On the other side of the wall is where the more, uh, destructive engineering takes place. In addition to a UCI impact test rig, Rolf Prima employs their own impact test which uses more weight, and a solid, curved anvil with the tire on the rim. The UCI version uses the rubber block shown above without a tire and 40 Joules, while Rolf Prima’s spans from 50-110 Joules.
Then there’s the fatigue test unit which was built in partnership with Michigan Tech. The tester simulates speeds up to 47 mph, with a 150lb load on a single wheel. Based on the ISO standard Rolf Prima again kicks it up a notch with three times the speed for increased impact. The test will run until failure, though there are sensors to detect if the tires get a flat. If a flat is detected, the rim is pulled upwards to prevent it from being prematurely destroyed. On each drum, two 1cm bumps impact the rim and tire every time it goes around. During the process, engineer Joel Wilson uses a microscope to take pictures of every spoke node every 100 minutes of testing to find if and when cracks begin to propagate and how.

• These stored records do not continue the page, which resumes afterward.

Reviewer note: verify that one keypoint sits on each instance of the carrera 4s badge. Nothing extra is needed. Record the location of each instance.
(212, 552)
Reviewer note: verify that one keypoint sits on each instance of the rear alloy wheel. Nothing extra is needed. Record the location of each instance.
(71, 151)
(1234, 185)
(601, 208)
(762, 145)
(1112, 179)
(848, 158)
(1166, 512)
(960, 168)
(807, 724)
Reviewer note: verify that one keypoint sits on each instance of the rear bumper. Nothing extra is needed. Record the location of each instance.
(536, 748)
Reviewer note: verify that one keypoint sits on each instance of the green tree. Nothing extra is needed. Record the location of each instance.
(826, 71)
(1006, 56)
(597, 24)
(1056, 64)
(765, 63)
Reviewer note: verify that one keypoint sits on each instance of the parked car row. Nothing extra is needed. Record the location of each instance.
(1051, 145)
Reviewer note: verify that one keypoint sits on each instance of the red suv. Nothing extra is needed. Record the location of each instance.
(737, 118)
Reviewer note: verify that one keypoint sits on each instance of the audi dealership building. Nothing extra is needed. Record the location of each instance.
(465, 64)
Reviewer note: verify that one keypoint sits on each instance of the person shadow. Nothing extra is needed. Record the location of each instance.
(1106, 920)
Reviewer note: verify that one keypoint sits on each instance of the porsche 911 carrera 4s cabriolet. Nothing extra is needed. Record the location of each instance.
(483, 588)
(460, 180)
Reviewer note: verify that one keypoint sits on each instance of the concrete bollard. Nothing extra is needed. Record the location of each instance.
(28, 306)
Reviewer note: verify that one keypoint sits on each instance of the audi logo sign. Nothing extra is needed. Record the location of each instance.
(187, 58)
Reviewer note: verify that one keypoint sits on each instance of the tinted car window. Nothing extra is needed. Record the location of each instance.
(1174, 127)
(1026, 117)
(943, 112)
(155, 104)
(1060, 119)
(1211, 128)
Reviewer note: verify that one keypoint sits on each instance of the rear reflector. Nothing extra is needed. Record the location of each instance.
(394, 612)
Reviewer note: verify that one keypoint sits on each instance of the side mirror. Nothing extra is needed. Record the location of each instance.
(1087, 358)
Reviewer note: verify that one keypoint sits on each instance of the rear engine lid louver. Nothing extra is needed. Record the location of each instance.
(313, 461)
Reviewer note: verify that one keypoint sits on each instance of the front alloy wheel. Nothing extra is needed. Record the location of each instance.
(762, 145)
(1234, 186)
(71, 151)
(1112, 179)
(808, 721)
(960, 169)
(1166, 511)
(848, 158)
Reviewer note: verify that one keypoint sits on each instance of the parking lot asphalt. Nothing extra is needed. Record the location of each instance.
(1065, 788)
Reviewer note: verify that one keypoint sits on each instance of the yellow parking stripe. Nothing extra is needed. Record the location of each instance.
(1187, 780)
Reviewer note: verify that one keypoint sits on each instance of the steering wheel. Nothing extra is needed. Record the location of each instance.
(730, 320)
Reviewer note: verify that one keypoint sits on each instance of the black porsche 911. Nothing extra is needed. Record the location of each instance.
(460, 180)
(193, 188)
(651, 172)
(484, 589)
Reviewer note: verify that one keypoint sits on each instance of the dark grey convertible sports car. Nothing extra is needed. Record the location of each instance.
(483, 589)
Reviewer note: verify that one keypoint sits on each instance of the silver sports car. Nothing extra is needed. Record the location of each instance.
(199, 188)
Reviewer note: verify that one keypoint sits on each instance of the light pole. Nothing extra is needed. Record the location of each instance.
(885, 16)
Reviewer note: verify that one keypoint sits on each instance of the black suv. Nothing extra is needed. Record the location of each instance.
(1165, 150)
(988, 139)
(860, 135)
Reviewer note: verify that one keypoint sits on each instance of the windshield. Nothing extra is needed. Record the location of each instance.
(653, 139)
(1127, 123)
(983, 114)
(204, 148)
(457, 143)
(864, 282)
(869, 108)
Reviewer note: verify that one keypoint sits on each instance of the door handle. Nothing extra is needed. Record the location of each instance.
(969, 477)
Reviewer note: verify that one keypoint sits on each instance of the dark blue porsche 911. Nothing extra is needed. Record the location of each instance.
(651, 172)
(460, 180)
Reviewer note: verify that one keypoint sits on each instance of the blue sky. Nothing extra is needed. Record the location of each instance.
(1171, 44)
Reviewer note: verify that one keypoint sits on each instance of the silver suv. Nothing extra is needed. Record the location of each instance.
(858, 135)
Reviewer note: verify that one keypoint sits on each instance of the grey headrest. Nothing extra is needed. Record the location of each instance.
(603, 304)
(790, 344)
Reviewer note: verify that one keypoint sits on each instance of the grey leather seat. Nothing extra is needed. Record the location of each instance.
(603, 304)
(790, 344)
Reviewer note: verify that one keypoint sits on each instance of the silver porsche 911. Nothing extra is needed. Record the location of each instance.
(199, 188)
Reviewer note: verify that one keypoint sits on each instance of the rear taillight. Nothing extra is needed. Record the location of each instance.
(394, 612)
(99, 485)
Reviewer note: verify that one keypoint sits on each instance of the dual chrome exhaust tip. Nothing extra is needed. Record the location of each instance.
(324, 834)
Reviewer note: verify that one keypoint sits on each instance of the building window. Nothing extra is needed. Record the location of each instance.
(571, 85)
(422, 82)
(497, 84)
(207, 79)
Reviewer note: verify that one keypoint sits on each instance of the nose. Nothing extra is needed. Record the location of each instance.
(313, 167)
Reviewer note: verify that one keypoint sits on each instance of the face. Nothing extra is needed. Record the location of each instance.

The test rig is also capable of preforming brake track heat testing which Rolf Prima credits for vastly improving their own resin and layups for carbon rims. While some carbon rims are made overseas, Rolf Prima’s high end carbon rims are made in Washington through a joint collaboration with an unspecified aircraft company.
For wheels that get the green light, it’s back to the assembly room to be built by hand. Every Rolf Prima wheel gets the hands on treatment, with decals as the finishing touch.
The end result is a beautiful, high performance wheel that in many cases is completely built in the USA. Thanks to almost doubling their catalog with Astral by Rolf Prima, that’s something they don’t plan to change any time soon.